Pond: The OceanStore Prototype

OceanStore is an Internet-scale, persistent data store designed for incremental scalability, secure sharing, and long-term durability. Pond is the OceanStore prototype; it contains many of the features of a complete system including location-independent routing, Byzantine update commitment, push-based update of cached copies through an overlay multicast network, and continuous archiving to erasure-coded form. In the wide area, Pond outperforms NFS by up to a factor of 4.6 on readintensive phases of the Andrew benchmark, but underperforms NFS by as much as a factor of 7.3 on writeintensive phases. Microbenchmarks show that write performance is limited by the speed of erasure coding and threshold signature generation, two important areas of future research.
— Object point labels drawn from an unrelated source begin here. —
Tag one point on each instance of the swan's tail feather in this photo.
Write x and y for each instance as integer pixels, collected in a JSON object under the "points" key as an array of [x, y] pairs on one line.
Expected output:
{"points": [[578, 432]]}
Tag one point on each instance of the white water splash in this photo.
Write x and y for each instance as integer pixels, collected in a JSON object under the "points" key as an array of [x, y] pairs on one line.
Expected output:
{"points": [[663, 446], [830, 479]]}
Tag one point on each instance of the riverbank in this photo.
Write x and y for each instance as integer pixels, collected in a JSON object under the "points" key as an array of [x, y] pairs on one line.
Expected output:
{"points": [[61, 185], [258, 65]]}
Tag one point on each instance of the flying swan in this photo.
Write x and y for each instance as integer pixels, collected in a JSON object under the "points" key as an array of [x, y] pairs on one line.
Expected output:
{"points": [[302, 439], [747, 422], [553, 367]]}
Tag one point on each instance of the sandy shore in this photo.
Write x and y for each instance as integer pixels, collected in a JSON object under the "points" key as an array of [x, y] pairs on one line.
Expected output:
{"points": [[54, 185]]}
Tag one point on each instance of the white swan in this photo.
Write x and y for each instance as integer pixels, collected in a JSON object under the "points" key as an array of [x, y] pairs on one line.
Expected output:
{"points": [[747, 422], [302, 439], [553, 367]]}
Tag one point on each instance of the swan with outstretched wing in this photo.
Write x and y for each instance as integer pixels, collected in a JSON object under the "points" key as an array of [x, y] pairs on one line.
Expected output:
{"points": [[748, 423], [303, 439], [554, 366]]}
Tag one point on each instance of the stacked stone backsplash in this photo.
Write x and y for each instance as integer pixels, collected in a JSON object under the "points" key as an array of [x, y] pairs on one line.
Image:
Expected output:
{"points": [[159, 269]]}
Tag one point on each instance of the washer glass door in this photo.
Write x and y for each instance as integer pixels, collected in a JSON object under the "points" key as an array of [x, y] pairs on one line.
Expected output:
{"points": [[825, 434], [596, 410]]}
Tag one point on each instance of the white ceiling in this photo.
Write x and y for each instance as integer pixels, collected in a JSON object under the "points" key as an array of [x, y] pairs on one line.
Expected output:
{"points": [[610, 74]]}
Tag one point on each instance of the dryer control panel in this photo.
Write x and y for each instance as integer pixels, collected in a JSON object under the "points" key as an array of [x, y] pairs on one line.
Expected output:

Further microbenchmarks show that Pond manages replica consistency in a bandwidth-efficient manner and quantify the latency cost imposed by this bandwidth savings.

[1]  Ralph C. Merkle,et al.  A Digital Signature Based on a Conventional Encryption Function , 1987, CRYPTO.

[2]  Mahadev Satyanarayanan,et al.  Scale and performance in a distributed file system , 1987, SOSP '87.

[3]  Michael Stonebraker,et al.  The Design of the POSTGRES Storage System , 1988, VLDB.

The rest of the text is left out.